A handicap game (with the correct amount of handicap as determined by the players’ ranks) is rated as if it was a game between players off the same rank. So when you have lots of handicap games happening you can be more sure that 1kyu = 1 stone.

Conrad_Melville · November 30, 2017, 4:40am

I agree with your theory #1: that the main reason is new players entering at 13 kyu, which I think is a bad idea. Another possible factor may be how frequently the ratings are batched. I may have misunderstood the explanation, but I thought the volatility reflects greater accuracy because the ranking is more up-to-date. In any case, the accompanying standard deviation (if it is an SD) gives some sense of the rank’s accuracy.

meili_yinhua · November 30, 2017, 5:22am

It was my understanding that higher volatility reflected greater inconsistency in play, thus making it harder to rate, reflecting lower confidence in accuracy.

It also has the effect of slowing (or even reversing) the decrease of RD (which is indeed intended as an SD) each game and increasing the rise of RD when not playing. This is so that people who are inconsistent or play fewer games don’t affect other people’s ratings so much.

BHydden · November 30, 2017, 8:21am

Think of the whole system as a zero-sum. 1500 is considered “average” and for our purposes, is essentially “0” if you lose games you go down if you win you go up, but always the system stays balanced at a total of 0 (or in other words, if you take the sum of the rating points of every player and divide by the total number of players, you’ll always get 1500).

meili_yinhua · December 1, 2017, 1:45am

Isn’t one of the notable qualities of Glicko and Glicko-2 (of which is not necessarily a pro or con) that it is not necessarily zero sum?
(like, isn’t the only way to get a zero-sum match to have two people with the same RD and volatility to play?)

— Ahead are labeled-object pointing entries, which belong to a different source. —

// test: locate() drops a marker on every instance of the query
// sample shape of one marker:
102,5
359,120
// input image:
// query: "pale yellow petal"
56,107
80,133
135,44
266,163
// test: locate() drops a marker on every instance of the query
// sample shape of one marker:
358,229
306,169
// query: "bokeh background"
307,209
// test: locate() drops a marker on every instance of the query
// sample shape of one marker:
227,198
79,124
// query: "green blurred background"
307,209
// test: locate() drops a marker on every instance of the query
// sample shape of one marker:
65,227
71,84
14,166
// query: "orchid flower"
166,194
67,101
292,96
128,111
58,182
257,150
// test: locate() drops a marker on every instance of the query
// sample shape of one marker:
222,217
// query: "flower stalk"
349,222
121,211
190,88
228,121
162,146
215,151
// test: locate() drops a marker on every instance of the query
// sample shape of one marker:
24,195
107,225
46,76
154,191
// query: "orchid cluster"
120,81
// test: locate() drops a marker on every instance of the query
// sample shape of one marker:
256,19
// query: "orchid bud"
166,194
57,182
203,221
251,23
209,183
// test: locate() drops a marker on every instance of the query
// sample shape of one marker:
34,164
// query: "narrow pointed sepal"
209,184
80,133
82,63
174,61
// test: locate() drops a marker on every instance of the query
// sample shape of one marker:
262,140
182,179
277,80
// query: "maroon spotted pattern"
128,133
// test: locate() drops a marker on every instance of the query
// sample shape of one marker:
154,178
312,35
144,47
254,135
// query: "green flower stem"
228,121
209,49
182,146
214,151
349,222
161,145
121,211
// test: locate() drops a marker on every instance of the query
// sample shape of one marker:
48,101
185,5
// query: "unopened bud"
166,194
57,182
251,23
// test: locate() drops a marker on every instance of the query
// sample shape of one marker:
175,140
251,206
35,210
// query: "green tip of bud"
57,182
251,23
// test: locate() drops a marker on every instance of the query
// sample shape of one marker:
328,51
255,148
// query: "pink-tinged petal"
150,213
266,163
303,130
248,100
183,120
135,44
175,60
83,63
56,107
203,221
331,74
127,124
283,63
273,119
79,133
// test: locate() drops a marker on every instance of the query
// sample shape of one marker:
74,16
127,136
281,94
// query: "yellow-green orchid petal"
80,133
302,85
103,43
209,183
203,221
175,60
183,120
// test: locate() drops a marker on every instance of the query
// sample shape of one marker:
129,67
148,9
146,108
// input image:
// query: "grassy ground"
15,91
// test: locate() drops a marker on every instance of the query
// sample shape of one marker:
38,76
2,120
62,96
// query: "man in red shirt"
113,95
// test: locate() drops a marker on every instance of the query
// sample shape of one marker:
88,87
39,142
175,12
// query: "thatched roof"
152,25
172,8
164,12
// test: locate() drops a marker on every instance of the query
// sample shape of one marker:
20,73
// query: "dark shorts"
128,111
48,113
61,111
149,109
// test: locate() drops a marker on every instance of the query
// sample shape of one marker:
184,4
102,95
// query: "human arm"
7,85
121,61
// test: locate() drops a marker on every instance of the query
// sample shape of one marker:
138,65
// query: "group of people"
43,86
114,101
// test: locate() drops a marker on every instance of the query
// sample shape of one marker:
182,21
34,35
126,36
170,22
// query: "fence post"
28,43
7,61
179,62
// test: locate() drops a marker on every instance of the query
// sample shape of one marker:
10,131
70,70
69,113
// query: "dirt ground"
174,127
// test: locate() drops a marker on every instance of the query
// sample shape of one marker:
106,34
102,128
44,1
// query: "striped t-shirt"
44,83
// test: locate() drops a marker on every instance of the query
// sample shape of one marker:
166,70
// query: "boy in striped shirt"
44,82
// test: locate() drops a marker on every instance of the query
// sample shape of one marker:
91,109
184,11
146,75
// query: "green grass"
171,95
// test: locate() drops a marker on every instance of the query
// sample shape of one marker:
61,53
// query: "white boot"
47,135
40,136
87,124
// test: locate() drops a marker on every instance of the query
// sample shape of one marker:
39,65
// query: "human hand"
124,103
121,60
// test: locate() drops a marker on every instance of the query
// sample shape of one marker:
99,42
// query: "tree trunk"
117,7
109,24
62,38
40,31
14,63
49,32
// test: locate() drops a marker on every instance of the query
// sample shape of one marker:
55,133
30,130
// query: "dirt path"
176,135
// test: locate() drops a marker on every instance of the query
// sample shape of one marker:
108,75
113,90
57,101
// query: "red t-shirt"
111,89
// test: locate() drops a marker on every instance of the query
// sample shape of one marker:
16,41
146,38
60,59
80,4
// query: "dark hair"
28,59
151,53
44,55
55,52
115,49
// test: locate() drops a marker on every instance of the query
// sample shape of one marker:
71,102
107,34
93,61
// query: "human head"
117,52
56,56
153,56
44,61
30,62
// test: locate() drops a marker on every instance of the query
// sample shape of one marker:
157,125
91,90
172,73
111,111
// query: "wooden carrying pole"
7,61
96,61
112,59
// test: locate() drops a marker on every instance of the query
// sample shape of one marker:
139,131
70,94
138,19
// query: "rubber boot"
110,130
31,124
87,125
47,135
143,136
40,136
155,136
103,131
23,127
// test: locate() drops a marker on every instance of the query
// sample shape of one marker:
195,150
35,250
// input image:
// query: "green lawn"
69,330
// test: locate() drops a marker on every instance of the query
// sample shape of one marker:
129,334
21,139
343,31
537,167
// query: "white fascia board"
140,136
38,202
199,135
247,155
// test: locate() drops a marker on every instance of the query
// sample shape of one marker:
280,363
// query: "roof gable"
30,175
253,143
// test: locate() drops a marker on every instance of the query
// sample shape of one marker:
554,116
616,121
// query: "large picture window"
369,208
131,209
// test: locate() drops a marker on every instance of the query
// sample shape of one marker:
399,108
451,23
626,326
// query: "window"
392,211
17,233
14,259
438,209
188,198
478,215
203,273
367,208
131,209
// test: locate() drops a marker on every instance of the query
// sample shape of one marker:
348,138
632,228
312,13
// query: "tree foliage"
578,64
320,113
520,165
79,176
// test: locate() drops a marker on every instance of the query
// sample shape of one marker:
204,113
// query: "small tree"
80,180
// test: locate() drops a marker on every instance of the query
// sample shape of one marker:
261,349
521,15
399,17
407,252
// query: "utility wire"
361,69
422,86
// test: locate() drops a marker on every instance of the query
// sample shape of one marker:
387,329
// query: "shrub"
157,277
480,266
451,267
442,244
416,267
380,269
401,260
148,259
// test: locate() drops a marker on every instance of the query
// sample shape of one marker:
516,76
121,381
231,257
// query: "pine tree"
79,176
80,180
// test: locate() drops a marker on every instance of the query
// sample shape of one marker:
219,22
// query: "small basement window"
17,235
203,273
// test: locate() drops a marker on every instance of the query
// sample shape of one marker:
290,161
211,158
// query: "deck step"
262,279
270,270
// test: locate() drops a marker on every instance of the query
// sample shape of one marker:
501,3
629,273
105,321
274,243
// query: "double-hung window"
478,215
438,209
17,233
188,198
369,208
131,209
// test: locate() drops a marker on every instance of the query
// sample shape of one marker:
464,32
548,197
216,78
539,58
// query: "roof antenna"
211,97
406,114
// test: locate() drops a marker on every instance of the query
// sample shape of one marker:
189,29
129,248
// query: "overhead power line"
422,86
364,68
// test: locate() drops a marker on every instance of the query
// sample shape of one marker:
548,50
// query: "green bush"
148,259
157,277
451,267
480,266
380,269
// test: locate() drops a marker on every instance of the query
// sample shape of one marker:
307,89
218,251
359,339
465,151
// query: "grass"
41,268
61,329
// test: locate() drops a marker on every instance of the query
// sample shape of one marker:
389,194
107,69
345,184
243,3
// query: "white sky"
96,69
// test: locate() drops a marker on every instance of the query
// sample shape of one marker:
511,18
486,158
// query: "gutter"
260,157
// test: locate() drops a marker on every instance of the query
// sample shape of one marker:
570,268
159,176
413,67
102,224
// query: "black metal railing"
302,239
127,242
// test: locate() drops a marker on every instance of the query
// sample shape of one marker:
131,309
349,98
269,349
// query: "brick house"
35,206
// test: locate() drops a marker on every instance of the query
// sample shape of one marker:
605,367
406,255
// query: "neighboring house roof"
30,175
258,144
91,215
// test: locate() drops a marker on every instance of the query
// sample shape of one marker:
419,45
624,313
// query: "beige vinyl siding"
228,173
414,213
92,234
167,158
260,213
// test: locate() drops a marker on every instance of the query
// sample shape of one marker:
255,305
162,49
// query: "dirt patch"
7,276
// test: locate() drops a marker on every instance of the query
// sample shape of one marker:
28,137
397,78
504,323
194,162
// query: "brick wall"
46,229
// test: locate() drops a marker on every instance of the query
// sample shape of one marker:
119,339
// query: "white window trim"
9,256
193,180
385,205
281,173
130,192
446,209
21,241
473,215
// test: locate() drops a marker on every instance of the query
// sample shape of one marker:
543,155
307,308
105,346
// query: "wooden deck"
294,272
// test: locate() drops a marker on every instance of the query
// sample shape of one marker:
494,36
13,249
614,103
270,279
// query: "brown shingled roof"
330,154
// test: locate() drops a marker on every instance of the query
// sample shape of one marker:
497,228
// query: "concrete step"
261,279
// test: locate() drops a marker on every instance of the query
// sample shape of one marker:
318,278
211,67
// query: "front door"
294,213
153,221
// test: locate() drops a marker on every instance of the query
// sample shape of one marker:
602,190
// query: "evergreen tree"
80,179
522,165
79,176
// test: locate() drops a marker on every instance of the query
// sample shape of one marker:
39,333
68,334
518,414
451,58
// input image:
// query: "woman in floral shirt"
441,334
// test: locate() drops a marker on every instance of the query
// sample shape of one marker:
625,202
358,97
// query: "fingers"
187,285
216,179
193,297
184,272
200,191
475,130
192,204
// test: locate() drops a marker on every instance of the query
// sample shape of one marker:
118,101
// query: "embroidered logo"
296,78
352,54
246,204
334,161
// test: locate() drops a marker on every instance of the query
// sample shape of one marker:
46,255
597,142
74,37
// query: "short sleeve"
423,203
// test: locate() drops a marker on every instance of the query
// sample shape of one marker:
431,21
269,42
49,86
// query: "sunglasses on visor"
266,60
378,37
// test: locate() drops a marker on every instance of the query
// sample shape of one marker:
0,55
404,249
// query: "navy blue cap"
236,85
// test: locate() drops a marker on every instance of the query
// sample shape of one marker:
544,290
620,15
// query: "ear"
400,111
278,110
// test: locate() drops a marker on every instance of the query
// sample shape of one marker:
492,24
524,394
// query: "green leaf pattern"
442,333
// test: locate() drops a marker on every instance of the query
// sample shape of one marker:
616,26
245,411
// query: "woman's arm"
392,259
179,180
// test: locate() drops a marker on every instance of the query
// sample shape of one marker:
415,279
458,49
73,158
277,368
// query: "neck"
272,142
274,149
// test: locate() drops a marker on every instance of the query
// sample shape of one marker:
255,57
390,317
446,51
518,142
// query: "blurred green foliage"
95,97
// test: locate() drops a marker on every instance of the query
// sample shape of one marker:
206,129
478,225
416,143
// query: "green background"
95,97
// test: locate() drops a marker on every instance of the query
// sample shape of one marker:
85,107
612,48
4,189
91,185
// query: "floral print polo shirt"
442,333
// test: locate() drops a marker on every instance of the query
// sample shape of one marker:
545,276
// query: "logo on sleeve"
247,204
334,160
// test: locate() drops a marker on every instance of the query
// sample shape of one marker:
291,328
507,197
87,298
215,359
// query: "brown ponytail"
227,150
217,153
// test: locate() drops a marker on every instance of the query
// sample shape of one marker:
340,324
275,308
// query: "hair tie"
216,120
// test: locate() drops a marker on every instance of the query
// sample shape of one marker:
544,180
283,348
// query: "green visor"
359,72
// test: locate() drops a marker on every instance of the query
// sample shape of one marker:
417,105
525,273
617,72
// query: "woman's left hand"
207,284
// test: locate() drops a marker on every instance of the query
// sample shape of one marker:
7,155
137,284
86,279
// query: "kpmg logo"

But yeah, 1500 is supposed to be the expected average, and that’s why the statistical models all seed at 1500.

However, this simultaneously hurts the experience new players and more experienced players (as well as the people around 13k who have to face them), and it would arguably be more efficient to have people estimate their skill like we used to.

The problem with that is that of sandbaggers, although sandbaggers are less of a problem then putting new players in the thick of everything, because then it’s like EVERYBODY is sandbagging them, and now I need to give new players I recommend OGS to a warning that they’re going to lose ~7 games before they are playing players of equal rating.
(I may have said this was a discussion for another day, but I said that three days ago – it is another day now)